Comparison¶

The skfair.comparison module provides ComparisonReport, a visualisation tool for comparing multiple fairness preprocessing methods across datasets and classifiers.

Creating a report¶

ComparisonReport takes a results DataFrame with columns dataset, method, classifier, plus one column per metric (e.g. accuracy, spd). Optional {metric}_std columns are preserved but not used in plots.

The easiest way to get this DataFrame is from an Experiment (see Experimentation):

from skfair.experimentation import Experiment
from skfair.comparison import ComparisonReport

exp = Experiment(
    datasets=["adult", "compas"],
    methods=["Massaging", "FairSmote", "ReweighingClassifier"],
    n_splits=5,
)
results = exp.run()

report = ComparisonReport(results)
# or equivalently:
report = exp.to_report()

On construction, ComparisonReport auto-detects which columns are performance metrics and which are fairness metrics.

You can also filter the report at construction time:

report = ComparisonReport(
    results,
    datasets=["adult"],
    methods=["Massaging", "FairSmote"],
    classifiers=["LogReg"],
)

Summary tables¶

tables = report.summary_tables()

Returns a dictionary of DataFrames — one per metric — with method means averaged over classifiers, pivoted by dataset.

The classifier parameter controls how classifiers are aggregated:

None or "average" (default) — average over all classifiers.
"best" — keep only the best-performing classifier per method (by accuracy).
A specific name (e.g. "LogReg") — filter to that classifier only.

# Only show the best classifier per method
tables = report.summary_tables(classifier="best")

# Filter to a specific classifier
tables = report.summary_tables(classifier="LogReg")

Plot methods¶

All plot methods return (fig, axes) tuples.

Metric bar chart¶

report.plot_metric_bar(metric="accuracy")   # performance
report.plot_metric_bar(metric="spd")        # fairness (auto reference line)

Grouped bar chart for any single metric across datasets. For fairness metrics, a reference line is added automatically.

Fairness–performance tradeoff¶

report.plot_tradeoff(fairness_metric="spd", performance_metric="accuracy")

Scatter plot of |fairness metric| vs. performance metric for each method, faceted by dataset. Helps identify methods that achieve a good balance.

Method ranking¶

report.plot_ranking()

Heatmap of method rankings per dataset across all metrics. Lower rank (closer to 1) is better.

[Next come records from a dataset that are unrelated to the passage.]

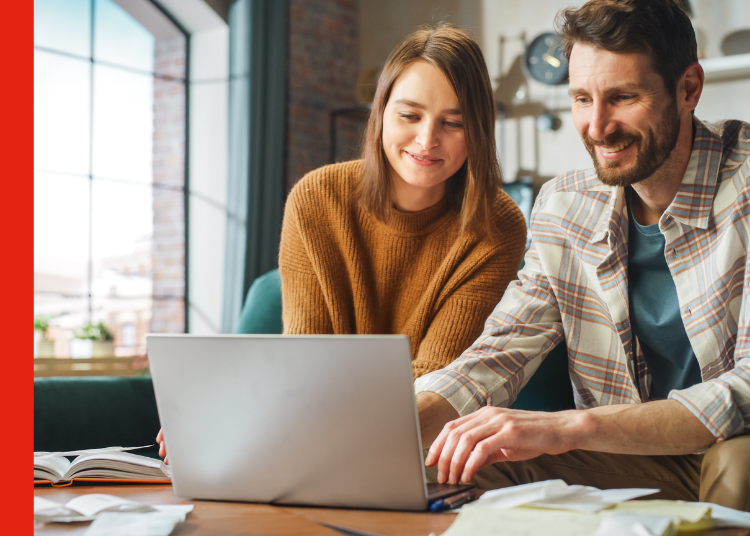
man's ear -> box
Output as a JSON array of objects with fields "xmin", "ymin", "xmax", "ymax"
[{"xmin": 677, "ymin": 61, "xmax": 705, "ymax": 111}]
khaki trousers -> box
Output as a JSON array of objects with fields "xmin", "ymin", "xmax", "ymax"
[{"xmin": 427, "ymin": 436, "xmax": 750, "ymax": 512}]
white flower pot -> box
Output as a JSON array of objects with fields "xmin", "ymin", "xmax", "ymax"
[
  {"xmin": 70, "ymin": 339, "xmax": 93, "ymax": 359},
  {"xmin": 36, "ymin": 339, "xmax": 55, "ymax": 357},
  {"xmin": 91, "ymin": 341, "xmax": 115, "ymax": 357}
]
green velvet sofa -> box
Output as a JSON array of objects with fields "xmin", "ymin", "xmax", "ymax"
[{"xmin": 34, "ymin": 264, "xmax": 574, "ymax": 455}]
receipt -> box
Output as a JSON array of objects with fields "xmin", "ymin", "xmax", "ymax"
[
  {"xmin": 84, "ymin": 512, "xmax": 183, "ymax": 536},
  {"xmin": 474, "ymin": 480, "xmax": 659, "ymax": 513}
]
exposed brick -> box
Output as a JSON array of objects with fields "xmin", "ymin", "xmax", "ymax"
[
  {"xmin": 150, "ymin": 33, "xmax": 185, "ymax": 333},
  {"xmin": 286, "ymin": 0, "xmax": 359, "ymax": 192}
]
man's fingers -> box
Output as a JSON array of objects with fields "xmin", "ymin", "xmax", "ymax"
[
  {"xmin": 448, "ymin": 427, "xmax": 484, "ymax": 484},
  {"xmin": 424, "ymin": 415, "xmax": 471, "ymax": 467},
  {"xmin": 461, "ymin": 438, "xmax": 508, "ymax": 482},
  {"xmin": 438, "ymin": 412, "xmax": 486, "ymax": 484}
]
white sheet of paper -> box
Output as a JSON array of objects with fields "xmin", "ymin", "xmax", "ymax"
[
  {"xmin": 527, "ymin": 486, "xmax": 659, "ymax": 512},
  {"xmin": 34, "ymin": 445, "xmax": 153, "ymax": 460},
  {"xmin": 474, "ymin": 480, "xmax": 580, "ymax": 510},
  {"xmin": 689, "ymin": 502, "xmax": 750, "ymax": 529},
  {"xmin": 475, "ymin": 480, "xmax": 659, "ymax": 512},
  {"xmin": 34, "ymin": 496, "xmax": 89, "ymax": 523},
  {"xmin": 591, "ymin": 512, "xmax": 674, "ymax": 536},
  {"xmin": 65, "ymin": 493, "xmax": 154, "ymax": 517},
  {"xmin": 34, "ymin": 493, "xmax": 194, "ymax": 523},
  {"xmin": 85, "ymin": 512, "xmax": 183, "ymax": 536},
  {"xmin": 442, "ymin": 504, "xmax": 601, "ymax": 536}
]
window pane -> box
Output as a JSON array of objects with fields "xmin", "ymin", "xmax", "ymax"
[
  {"xmin": 94, "ymin": 0, "xmax": 154, "ymax": 73},
  {"xmin": 34, "ymin": 50, "xmax": 91, "ymax": 175},
  {"xmin": 34, "ymin": 172, "xmax": 89, "ymax": 295},
  {"xmin": 93, "ymin": 65, "xmax": 154, "ymax": 183},
  {"xmin": 34, "ymin": 0, "xmax": 91, "ymax": 58},
  {"xmin": 91, "ymin": 178, "xmax": 154, "ymax": 280}
]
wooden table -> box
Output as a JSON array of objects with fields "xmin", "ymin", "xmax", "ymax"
[
  {"xmin": 34, "ymin": 485, "xmax": 750, "ymax": 536},
  {"xmin": 34, "ymin": 356, "xmax": 144, "ymax": 378},
  {"xmin": 34, "ymin": 485, "xmax": 458, "ymax": 536}
]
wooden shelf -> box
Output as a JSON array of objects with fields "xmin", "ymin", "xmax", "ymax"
[
  {"xmin": 34, "ymin": 357, "xmax": 138, "ymax": 378},
  {"xmin": 700, "ymin": 54, "xmax": 750, "ymax": 84}
]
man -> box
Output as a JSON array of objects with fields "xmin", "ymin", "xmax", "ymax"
[{"xmin": 415, "ymin": 0, "xmax": 750, "ymax": 510}]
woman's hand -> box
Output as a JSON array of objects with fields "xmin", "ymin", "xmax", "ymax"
[{"xmin": 156, "ymin": 428, "xmax": 169, "ymax": 465}]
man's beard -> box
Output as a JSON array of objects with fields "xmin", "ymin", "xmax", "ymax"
[{"xmin": 583, "ymin": 101, "xmax": 680, "ymax": 186}]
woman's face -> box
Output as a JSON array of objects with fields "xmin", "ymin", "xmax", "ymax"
[{"xmin": 383, "ymin": 61, "xmax": 467, "ymax": 211}]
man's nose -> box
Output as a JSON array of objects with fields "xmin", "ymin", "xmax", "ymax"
[
  {"xmin": 416, "ymin": 121, "xmax": 439, "ymax": 150},
  {"xmin": 589, "ymin": 102, "xmax": 617, "ymax": 140}
]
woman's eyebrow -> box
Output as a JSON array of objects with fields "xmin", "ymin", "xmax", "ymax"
[{"xmin": 394, "ymin": 99, "xmax": 462, "ymax": 115}]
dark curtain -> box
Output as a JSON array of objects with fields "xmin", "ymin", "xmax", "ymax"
[{"xmin": 222, "ymin": 0, "xmax": 287, "ymax": 333}]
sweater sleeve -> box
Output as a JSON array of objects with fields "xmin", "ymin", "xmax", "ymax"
[
  {"xmin": 412, "ymin": 201, "xmax": 526, "ymax": 379},
  {"xmin": 279, "ymin": 189, "xmax": 333, "ymax": 335}
]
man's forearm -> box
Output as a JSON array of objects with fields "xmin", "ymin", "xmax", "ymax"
[
  {"xmin": 417, "ymin": 391, "xmax": 458, "ymax": 448},
  {"xmin": 563, "ymin": 400, "xmax": 716, "ymax": 456}
]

The classifier parameter works the same way as in summary_tables():

# Rank using the best classifier per method
report.plot_ranking(classifier="best")

# Rank using a specific classifier
report.plot_ranking(classifier="LogReg")

All plots at once¶

report.plot_all(fairness_metric="spd")

Runs all plot methods (one per metric, plus tradeoff and ranking) and returns a list of (fig, axes) tuples.

HTML report¶

report.to_html("report.html")

Generates a self-contained interactive HTML file with embedded matplotlib charts (base64-encoded), tab navigation, filtering checkboxes, and a PDF export button.

Report tabs¶

The HTML report is organized into five tabs:

Tab	Contents
Tables	Summary tables for every metric, with methods as rows and datasets as columns
Performance	Bar charts for each performance metric, grouped by dataset and method
Fairness	Bar charts for each fairness metric, with automatic reference lines at zero
Rankings	Heatmap of method rankings across datasets and metrics (lower rank = better)
Tradeoff	Scatter plot of fairness vs. performance, faceted by dataset

Interactive controls¶

Each tab includes filtering checkboxes for datasets, classifiers, and metrics. Use the Select All / Deselect All buttons to quickly toggle visibility. Filtering is applied client-side — no re-generation needed.

PDF export¶

Click the Export PDF button in the top-right corner to produce a print-friendly version. Collapsed sections stay collapsed in the PDF output.

`to_html()` parameters¶

Parameter	Type	Default	Description
`path`	`str`	—	Output file path (e.g. `"report.html"`)
`datasets`	`list[str]`	`None`	Filter to specific datasets
`methods`	`list[str]`	`None`	Filter to specific methods
`classifiers`	`list[str]`	`None`	Filter to specific classifiers
`metrics`	`list[str]`	`None`	Metrics to include (defaults to all detected)
`fairness_metric`	`str`	`"spd"`	Fairness metric for tradeoff and detail charts
`performance_metric`	`str`	`"accuracy"`	Performance metric for tradeoff chart
`classifier`	`str`	`None`	Classifier aggregation: `None`/`"average"`, `"best"`, or a specific name

# Full example with all parameters
report.to_html(
    "report.html",
    datasets=["adult"],
    methods=["Massaging", "FairSmote"],
    fairness_metric="spd",
    performance_metric="accuracy",
    classifier="best",
)

Future benchmark

The comparison module will be expanded as the authors design their own comprehensive fairness preprocessing benchmark. Future versions will include additional analysis tools and visualization options.